I am not sure if it is happening on just one particular node or not. I can watch to clarify this.
Steven Schweda
Honored Contributor

Re: ISTAT 30 error

Around here:

ALP $ mcr sysgen show CHANNELCNT
Parameter Name Current Default Min. Max. Unit Dynamic
-------------- ------- ------- ------- ------- ---- -------
CHANNELCNT 4096 256 31 65535 Channels


It's been a while, but there was probably
some reason for the "MIN_CHANNELCNT = 4096"
in my MODPARAMS.DAT. For some possibilities:

seach sys$help:*.RELEASE_NOTES channelcnt
Volker Halle
Honored Contributor

Re: ISTAT 30 error

LM,

the %DEBUGBOOT message arises, when the image aborts due to an error and the condition handles tries to lactivate TRACE.EXE to print the stack trace information. If there is a resource error (insufficient IO channels available) at that time, you will get this error message.

There should be no problems, if users execute the same code over and over again, EXCEPT if there is a coding error and some channel or file does not get closed.

Watch a user with SDA> SHOW PROC/CHAN/ID=

If there is a channel leak, you will see the no. of open channels increasing.

Volker.
Steven Schweda
Honored Contributor

Re: ISTAT 30 error

> [...] I am not sure if it's a system
> (sysgen) issue - or a program issue.

Some of each, I'd guess. In any case, you
know what to look for.
Volker Halle
Honored Contributor

Re: ISTAT 30 error

LM,

can you check the value of CHANNELCNT on your old V7.2 system ?

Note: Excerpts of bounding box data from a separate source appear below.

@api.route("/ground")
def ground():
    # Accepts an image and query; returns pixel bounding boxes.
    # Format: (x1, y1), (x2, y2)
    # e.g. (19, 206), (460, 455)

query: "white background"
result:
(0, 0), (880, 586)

I would also suggest to use SET PROC/DUMP so that you'll get an image dump, if the image incurs an improperly handled condition, but as the %DEBUGBOOT-W-CHN error already indicates, there may be not enough resources (i.e. channels) available for an image dump to be written...

Volker.
LM_2
Frequent Advisor

Re: ISTAT 30 error

I did check my old system and I had it set to

MIN_CHANNELCNT = 2446


my one cluster does have it in the modparams.dat already with 2446 - so I added it to my other node and as soon as I can reboot - I will see if that will fix the problem.
Hoff
Honored Contributor

Re: ISTAT 30 error

FWIW, having a requirement for 2,000 channels implies a fairly unusual application. Your description here could indicate that there are channels being allocated, but not released. In other words, you may have a channel leak somewhere.

Use ANALYZE/SYSTEM and display one of these running Fortran processes at intervals, with SHOW PROCESS/CHANNELS or other such. If you see the numbers of channels increasing over time, then increasing CHANNELCNT is a stopgap on the way to an eventual failure.

And as for rebuilding your source code, there are specific cases were rebuilding is required due to bugs in the generated code. (See the srm_check tool for details of one of the more notable cases where this occurred. http://mvb.saic.com/freeware/freewarev40/21264/ and there's a long-standing case with the VAX C code generation (VCG) and its known problems with MD5 that's not likely going to get fixed.) There are also cases where the newer compilers will better spot latent bugs, or generate better codes. So there can be some advantages to rebuilding from source, even for the many cases where it's not required.